FAR is the ratio of a building’s total floor area to the size of the land on which it is built. For instance, a FAR of 2.0 allows a developer to build two floors over an entire lot (or four floors over half the lot).
Though they will be able to build taller, the cap on FAR will prevent developers from adding more usable floor space — thus depriving them of an important tool to offset their costs.
Buildable sites will be reduced
The Alewife district is a transit-rich location that contains some of the city’s last available large-scale land. If we are to meet our present and future housing needs, we must make the most of this resource.
This petition reduces buildable land in a number of ways. It establishes 25-foot yard setbacks for mature shade trees and mandates that at least 30 percent of lot area receives tree canopy coverage. It also sets aside 30 percent of each site for open space. The petitioners state a preferences for using “green infrastructure” — such as planting trees and creating landscapes — to capture stormwater, rather than underground storage tanks. But where storage tanks are allowed, they are required to be 50 percent larger than anticipated flood volume capacity.
Taken individually, these items may have environmental benefits, but added together they limit the areas where dense, transit-oriented development is feasible.
Housing will take longer to build — if it is built at all
The petition will subject almost all new construction in the Alewife District — as well as certain parts of Cambridgeport and East Cambridge — to the lengthy special permit process. This will make it much more costly and time-consuming to build new housing in those areas, particularly moderately-sized projects.
Though the petitioners deny that they are seeking a moratorium on housing development, the practical effects of some of their proposals are effectively the same. For instance, Alewife consists of a number of single roads that terminate, but the petition prevents new development on “dead-end roads”. This provision would effectively freeze construction until the city connects these streets into larger networks.
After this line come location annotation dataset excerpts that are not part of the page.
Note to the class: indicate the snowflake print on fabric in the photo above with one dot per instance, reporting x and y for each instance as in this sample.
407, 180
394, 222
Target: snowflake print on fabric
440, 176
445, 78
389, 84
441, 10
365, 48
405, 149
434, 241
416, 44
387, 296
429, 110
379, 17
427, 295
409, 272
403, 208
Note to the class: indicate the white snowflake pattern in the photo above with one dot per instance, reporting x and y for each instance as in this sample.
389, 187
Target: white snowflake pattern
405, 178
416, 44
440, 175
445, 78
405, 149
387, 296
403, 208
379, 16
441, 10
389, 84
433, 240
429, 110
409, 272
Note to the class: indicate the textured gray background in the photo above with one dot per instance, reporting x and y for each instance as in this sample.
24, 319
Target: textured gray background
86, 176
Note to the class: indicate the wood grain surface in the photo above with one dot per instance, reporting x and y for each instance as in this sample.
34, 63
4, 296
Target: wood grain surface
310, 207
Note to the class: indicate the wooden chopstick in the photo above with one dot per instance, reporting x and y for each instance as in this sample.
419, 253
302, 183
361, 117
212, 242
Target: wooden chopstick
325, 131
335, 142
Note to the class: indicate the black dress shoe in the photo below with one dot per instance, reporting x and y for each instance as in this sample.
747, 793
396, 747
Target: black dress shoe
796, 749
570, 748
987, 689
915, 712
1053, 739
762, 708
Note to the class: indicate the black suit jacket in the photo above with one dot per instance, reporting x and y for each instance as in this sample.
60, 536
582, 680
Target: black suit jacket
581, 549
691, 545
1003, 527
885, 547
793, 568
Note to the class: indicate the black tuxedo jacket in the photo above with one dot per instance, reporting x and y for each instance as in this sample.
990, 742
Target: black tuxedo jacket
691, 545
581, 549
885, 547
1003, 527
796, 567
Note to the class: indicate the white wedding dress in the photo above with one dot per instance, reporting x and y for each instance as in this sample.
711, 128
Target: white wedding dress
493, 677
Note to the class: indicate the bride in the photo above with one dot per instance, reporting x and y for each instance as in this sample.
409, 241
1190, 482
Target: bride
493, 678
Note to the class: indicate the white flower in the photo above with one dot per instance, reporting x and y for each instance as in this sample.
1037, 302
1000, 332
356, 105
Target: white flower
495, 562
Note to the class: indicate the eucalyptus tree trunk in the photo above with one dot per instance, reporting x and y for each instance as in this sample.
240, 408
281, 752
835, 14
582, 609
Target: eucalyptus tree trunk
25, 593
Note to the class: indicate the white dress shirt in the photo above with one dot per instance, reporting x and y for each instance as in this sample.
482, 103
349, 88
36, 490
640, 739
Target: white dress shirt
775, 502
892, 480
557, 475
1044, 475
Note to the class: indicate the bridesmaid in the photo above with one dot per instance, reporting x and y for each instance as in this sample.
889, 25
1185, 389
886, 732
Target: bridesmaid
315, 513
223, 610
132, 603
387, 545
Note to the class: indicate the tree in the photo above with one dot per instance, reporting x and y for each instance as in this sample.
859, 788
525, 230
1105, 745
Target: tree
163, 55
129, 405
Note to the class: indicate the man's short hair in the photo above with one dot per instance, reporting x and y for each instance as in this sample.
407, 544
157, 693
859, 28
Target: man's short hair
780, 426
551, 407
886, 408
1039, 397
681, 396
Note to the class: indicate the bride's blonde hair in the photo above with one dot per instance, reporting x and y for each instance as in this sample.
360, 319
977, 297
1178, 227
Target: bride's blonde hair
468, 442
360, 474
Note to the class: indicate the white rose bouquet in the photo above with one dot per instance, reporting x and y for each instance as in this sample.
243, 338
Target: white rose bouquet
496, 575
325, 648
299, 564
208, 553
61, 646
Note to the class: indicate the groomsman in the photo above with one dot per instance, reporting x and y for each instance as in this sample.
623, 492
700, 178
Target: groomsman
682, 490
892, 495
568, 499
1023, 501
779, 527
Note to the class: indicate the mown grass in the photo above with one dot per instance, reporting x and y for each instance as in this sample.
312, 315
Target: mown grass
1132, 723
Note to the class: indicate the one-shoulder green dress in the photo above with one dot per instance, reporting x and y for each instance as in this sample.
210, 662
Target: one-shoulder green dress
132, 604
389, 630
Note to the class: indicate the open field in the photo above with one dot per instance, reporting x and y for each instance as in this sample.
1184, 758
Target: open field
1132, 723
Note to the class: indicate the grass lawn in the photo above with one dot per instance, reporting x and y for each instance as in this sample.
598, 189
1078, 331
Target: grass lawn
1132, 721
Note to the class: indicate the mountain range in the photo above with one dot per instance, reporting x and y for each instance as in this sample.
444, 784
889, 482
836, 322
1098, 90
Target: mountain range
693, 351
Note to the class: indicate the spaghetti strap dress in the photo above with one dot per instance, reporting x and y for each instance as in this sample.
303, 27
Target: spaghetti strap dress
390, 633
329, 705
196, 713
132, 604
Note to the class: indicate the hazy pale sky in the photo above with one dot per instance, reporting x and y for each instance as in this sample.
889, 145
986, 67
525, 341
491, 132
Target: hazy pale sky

We must achieve both environmental protection and economic viability
We know how to build resilient housing on flood plains. This is already being done responsibly around the country and in our region. But many of the petition’s flood mitigation proposals far exceed the required remedies of our Commonwealth’s own environmental regulations, which are some of the most rigorous in the nation. In addition, the city already has many tools at its disposal to guarantee appropriate development, including EPA and DEP regulations that this petition ignores.
Overly-stringent flood plain protections and open space requirements may all but economically and physically stifle new construction, particularly affordable housing, due to higher costs and dimensional restrictions. This cannot be ignored, especially as our city faces a persistent affordable housing crisis. A more expensive Cambridge is not a more livable Cambridge.
ABC believes that the authors of this petition are sincere in their efforts to address climate change, and we recognize that the massive challenges we face require an active governmental response. However, we question the timing of this petition. The city is coming close to the end of the Envision Cambridge planning process, on which it has spent millions of dollars. We believe that the results will address many of the current petition’s problems.
We look forward to working with all concerned parties to craft a zoning plan that protects our most vulnerable neighborhoods from rising tides, without shutting out those who wish to live here.